His questions are difficult because there are no clear answers. Of all the magical creatures, the Easter Bunny seems to me the most ridiculous.

Wanting to get my story straight, I did some research. According to Time magazine, eggs have been a symbol of Easter for more than 600 years. Decorating eggs began centuries ago, and Christians once abstained from eggs during Lent, waiting until Easter to enjoy them again. Legend has it that in the 1500s, a mother in Germany hid colorful eggs in her garden on Easter, and just as her children discovered them, they saw a hare hopping away. The custom spread, and every Easter eve, children prepared a nest for Osterhase to leave eggs. In the 1700s, when Germans immigrated to America, they brought their Easter Bunny tradition with them.
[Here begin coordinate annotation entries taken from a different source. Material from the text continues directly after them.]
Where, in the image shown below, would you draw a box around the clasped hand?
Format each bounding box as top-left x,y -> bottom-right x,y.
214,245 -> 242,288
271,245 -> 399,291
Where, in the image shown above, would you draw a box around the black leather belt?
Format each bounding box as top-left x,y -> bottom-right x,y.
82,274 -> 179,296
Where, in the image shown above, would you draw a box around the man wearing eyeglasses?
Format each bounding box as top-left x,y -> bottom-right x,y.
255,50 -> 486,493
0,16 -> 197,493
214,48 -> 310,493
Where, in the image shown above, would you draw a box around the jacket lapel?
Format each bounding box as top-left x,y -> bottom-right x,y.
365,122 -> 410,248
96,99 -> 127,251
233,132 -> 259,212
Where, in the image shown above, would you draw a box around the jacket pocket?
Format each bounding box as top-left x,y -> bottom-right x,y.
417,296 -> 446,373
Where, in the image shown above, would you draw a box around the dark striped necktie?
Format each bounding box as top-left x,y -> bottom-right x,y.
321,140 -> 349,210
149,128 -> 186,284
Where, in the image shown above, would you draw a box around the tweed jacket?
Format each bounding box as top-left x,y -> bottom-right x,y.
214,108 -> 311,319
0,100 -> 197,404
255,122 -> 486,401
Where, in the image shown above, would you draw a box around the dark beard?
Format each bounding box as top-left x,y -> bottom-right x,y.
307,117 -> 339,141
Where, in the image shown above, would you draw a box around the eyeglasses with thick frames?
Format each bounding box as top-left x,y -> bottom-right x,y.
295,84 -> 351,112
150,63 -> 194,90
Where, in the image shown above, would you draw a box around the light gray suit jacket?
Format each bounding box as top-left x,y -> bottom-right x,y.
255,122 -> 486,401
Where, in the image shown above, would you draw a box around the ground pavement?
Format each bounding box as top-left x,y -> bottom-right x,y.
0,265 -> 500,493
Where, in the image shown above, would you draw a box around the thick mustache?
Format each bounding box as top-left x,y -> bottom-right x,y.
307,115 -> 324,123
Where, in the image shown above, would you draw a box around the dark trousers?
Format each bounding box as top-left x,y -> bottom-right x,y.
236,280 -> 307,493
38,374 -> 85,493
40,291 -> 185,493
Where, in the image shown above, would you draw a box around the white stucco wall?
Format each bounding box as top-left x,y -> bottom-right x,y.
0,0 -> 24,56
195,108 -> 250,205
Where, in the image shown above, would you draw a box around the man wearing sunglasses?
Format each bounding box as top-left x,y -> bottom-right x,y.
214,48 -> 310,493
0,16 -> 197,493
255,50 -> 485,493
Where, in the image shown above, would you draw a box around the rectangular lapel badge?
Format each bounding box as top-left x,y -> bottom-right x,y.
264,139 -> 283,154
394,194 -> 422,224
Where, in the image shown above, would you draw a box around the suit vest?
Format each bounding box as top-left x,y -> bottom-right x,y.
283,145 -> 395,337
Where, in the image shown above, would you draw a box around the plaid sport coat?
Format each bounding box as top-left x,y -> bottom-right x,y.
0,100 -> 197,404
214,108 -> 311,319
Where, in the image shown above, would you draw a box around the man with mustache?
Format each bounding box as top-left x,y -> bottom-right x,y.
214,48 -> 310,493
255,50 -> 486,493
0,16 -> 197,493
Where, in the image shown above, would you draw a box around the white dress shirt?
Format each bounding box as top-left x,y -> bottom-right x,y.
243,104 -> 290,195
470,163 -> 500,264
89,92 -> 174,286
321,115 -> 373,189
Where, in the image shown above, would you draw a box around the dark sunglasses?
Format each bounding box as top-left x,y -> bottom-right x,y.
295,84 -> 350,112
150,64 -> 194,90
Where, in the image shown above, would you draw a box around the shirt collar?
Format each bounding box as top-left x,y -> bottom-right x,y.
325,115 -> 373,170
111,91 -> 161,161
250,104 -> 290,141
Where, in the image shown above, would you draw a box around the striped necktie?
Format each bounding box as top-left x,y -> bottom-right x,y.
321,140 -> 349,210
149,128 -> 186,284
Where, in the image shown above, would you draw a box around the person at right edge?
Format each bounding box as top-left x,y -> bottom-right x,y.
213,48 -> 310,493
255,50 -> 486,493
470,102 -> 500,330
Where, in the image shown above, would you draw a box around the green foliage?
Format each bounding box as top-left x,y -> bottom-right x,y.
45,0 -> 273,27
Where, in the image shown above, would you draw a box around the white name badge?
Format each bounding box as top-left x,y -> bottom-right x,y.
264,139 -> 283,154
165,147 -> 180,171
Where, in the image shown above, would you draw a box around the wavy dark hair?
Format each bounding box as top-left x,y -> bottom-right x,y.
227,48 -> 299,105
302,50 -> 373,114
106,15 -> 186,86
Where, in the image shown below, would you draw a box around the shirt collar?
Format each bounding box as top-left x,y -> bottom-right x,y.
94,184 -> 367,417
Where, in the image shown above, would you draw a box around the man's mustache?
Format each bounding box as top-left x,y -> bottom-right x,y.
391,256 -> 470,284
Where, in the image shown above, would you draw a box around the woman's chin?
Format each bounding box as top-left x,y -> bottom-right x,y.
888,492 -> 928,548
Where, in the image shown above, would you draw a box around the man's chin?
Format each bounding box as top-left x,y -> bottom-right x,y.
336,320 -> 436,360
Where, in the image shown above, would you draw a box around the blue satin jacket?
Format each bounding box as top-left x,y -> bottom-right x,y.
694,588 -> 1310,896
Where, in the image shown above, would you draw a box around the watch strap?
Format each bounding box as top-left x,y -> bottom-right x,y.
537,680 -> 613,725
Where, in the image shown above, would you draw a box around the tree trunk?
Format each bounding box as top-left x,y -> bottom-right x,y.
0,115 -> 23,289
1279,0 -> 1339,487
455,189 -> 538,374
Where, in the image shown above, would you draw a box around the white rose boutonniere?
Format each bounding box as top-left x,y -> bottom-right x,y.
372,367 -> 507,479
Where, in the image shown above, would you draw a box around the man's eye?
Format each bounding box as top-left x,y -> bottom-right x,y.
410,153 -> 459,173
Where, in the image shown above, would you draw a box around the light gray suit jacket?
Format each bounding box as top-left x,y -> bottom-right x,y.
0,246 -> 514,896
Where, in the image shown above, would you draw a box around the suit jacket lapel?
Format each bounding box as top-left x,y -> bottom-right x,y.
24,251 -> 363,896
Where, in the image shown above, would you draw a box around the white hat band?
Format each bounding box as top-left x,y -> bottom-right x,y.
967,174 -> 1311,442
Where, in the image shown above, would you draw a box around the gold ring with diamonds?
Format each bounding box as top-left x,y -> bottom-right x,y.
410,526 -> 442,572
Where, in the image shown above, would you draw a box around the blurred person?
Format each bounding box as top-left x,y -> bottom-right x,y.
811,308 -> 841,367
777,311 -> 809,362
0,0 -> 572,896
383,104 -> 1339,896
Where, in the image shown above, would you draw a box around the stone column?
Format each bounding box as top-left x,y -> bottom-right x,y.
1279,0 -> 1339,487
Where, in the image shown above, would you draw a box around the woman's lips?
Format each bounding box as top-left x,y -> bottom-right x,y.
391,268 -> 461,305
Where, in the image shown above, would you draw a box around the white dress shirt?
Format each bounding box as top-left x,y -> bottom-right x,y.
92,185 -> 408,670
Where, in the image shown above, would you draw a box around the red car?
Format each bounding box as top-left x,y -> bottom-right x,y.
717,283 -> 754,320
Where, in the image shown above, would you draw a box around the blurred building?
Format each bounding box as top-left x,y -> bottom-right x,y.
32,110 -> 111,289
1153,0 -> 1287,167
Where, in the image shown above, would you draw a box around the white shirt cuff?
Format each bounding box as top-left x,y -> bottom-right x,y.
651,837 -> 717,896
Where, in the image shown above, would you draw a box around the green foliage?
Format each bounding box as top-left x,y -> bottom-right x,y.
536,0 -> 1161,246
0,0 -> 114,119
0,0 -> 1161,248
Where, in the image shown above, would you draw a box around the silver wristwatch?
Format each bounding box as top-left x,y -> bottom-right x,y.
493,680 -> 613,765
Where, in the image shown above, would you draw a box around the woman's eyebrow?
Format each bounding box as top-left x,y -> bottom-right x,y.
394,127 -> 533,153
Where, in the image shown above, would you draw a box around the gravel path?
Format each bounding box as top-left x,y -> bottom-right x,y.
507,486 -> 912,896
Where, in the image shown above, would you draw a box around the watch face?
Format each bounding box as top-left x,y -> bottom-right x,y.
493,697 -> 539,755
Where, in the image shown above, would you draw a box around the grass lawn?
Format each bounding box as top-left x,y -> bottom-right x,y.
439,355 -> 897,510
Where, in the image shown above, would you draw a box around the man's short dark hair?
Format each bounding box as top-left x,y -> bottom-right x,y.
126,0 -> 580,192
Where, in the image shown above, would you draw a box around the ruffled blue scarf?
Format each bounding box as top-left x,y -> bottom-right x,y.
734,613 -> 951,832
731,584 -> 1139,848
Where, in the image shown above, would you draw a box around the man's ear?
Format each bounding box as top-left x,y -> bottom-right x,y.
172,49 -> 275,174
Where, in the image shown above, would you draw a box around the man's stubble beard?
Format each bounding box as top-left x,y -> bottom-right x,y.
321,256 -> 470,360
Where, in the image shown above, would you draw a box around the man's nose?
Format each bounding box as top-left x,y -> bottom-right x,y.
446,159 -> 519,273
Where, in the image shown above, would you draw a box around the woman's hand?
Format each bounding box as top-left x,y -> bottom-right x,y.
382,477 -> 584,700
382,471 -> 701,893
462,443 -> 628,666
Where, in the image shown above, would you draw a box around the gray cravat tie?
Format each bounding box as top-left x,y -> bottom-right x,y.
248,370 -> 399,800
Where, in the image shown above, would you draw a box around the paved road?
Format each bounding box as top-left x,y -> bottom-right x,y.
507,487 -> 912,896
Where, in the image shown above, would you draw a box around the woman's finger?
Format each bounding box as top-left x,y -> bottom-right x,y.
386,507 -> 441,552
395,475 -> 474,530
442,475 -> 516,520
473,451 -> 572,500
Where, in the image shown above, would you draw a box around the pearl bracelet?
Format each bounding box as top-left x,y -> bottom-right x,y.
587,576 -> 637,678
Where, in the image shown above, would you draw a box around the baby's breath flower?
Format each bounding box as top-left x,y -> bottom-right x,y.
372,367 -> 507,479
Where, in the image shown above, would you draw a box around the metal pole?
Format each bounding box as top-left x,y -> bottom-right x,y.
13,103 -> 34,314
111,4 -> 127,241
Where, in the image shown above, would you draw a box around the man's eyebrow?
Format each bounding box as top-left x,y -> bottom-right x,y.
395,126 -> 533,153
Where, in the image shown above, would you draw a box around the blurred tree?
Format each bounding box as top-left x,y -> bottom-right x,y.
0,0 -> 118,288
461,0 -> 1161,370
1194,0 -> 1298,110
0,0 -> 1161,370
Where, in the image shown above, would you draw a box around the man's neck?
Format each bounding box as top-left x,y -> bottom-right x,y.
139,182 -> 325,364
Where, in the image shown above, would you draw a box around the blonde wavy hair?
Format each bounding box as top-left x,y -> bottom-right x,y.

But through time, the darling backyard Peter Cottontail variety has been replaced by adults in bad bunny suits. Instead of a sweet cuddly bunny, a mute, larger-than-life rabbit peers down at children with hollow eyes.

Just as some people have a fear of clowns, my sister-in-law Robin is still creeped out by the Easter Bunny. As a child, she was forced into the Easter Bunny’s lap and was sobbing when—flash!—a photographer captured her terror for the newspaper. After that, she locked her bedroom every Easter eve. Now as a mother, she protects her children from the scary mall bunny, although she does hide eggs.

Anders and his brother, William, have never been frightened by the Easter Bunny, but during one Sunday brunch, they were quick to notice a sliver of human skin between the bunny head and the bunny suit. I thought our whole game of make-believe was over right then, but to my relief, they declared that mall and restaurant Santas and bunnies were fake since the real ones obviously wouldn’t have the time to visit such places.

As Anders becomes more skeptical and asks more complicated questions, he’s less satisfied with my simple answer: It’s magic.

But I really do believe in magic, and I have loved sharing its wondrous joy with my sons. I suppose this is exactly what the German parents wanted to do, too—keep the magic going from one generation and one continent to another.

When I was a child, magic transformed a patch of scrub near the beach into an enchanted forest of brilliant lollipops. Magic turns the angst of getting a tooth pulled into the surprise of a crisp dollar bill. Magic exists in the pure excitement a child feels on Christmas and Easter mornings when they discover presents by the fireplace and a basket filled with goodies. I wouldn’t trade that feeling for the world.

I mourn the imminent, inevitable day when Anders finds out, because a little of his childhood innocence will die. But a little sparkle of magic will stay with him, as brightly impressed on his mind as Easter eggs. Long after his childhood, those magical mornings will live on in his memory, which is the true gift from Santa, the Easter Bunny, the Tooth Fairy and our dear Lollipop Fairy.